From a purely statistical perspective, scanning behavior can produce different amounts of angular correlations during a walk. These correlations depend mainly on local environmental features, and thus, represent an emergent property from the complex mechanic-sensorial responses of animals to the local environment. The emerging statistical patterns produced by scanning behavior cannot be considered as part of a large-scale search strategy ruled by the animal. First, it is difficult to imagine a scanning mechanism evolved to mold angular statistical correlations at scales much larger than the scales of the detection process itself. Second, and more importantly, several studies suggest that if animals have some degree of control on angular correlations, this aptitude would only be relevant at short scales (e.g., patch exploitation) (27, 34, 35). In the long run, the correlations generated by scanning behavior can either vanish (as in CRW processes; e.g., refs. 7, 21, and 23) or else be retained mainly because of the constant feedback between scanning behavior and the landscape (as is assumed in composite Brownian walks; e.g., refs. 36 and 37).
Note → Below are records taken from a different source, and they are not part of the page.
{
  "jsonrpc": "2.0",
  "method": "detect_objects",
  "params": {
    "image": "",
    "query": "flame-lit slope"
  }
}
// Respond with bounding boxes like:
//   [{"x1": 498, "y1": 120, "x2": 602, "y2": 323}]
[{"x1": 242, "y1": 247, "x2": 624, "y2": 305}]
During a search process, scanning behavior can be continuous or discontinuous (i.e., saltatory or intermittent search). In the latter case, the proportion of time spent in relocation displacements and scanning phases also affects the search efficiency (38, 39). However, either if the exploration of space is based on continuous scanning behavior (e.g., refs. 7, 14, and 30) or a saltatory process (e.g., refs. 38 and 39), the key element impacting on the efficiency of stochastic searching is the generation of Lévy-like reorientation patterns (7, 30, 40, 41).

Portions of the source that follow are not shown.